The depth below the water surface of each strip is,

\[{d_i} = 8 - y_i^*\]

and that in turn gives us the pressure on the strip,

\[{P_i} = \rho g{d_i} = 9810\left( {8 - y_i^*} \right)\]

The area of each strip is,

\[{A_i} = 2\sqrt {4 - {{\left( {y_i^*} \right)}^2}} \,\,\Delta y\]

The hydrostatic force on each strip is,

\[{F_i} = {P_i}{A_i} = 9810\left( {8 - y_i^*} \right)\left( 2 \right)\sqrt {4 - {{\left( {y_i^*} \right)}^2}} \,\,\Delta y\]

The total force on the plate is,

\[\begin{align*}F & = \mathop {\lim }\limits_{n \to \infty } \sum\limits_{i = 1}^n {19620\left( {8 - y_i^*} \right)\sqrt {4 - {{\left( {y_i^*} \right)}^2}} \,\,\Delta y} \\ & = 19620\int_{{\, - 2}}^{{\,2}}{{\left( {8 - y} \right)\sqrt {4 - {y^2}} \,dy}}\end{align*}\]

To do this integral we’ll need to split it up into two integrals.

\[F = 19620\int_{{\, - 2}}^{{\,2}}{{8\sqrt {4 - {y^2}} \,dy}} - 19620\int_{{\, - 2}}^{{\,2}}{{y\sqrt {4 - {y^2}} \,dy}}\]

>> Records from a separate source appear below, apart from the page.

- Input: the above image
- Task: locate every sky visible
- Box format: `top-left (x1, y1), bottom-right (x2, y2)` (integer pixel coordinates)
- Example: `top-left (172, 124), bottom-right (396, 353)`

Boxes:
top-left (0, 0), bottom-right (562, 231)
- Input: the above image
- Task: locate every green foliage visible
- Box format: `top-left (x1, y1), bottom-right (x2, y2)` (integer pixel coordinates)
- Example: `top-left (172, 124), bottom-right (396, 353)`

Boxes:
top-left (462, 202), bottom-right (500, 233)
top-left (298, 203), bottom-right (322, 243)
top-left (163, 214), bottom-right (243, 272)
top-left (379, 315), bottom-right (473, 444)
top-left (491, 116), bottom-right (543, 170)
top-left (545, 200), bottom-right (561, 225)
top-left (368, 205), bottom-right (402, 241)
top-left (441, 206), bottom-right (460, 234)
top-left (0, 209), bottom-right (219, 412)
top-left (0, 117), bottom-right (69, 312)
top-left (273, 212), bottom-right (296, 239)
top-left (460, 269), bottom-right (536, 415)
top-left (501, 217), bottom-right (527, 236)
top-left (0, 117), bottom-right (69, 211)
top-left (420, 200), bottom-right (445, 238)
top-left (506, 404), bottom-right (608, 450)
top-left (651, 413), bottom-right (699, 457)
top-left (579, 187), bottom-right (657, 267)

The first integral requires the trig substitution \(y = 2\sin \theta \) and the second integral needs the substitution \(v = 4 - {y^2}\). After using these substitutions we get,

\[\begin{align*}F & = 627840\int_{{\, - {\pi }/{2}\;}}^{{\,{\pi }/{2}\;}}{{{{\cos }^2}\theta \,d\theta }} + 9810\int_{{\,0}}^{{\,0}}{{\sqrt v \,dv}}\\ & = 313920\int_{{\, - {\pi }/{2}\;}}^{{\,{\pi }/{2}\;}}{{1 + \cos \left( {2\theta } \right)\,d\theta }} + 0\\ & = 313920\left. {\left( {\theta + \frac{1}{2}\sin \left( {2\theta } \right)} \right)} \right|_{ - \frac{\pi }{2}}^{\frac{\pi }{2}}\\ & = 313920\pi \end{align*}\]

Note that after the substitution we know the second integral will be zero because the upper and lower limit is the same.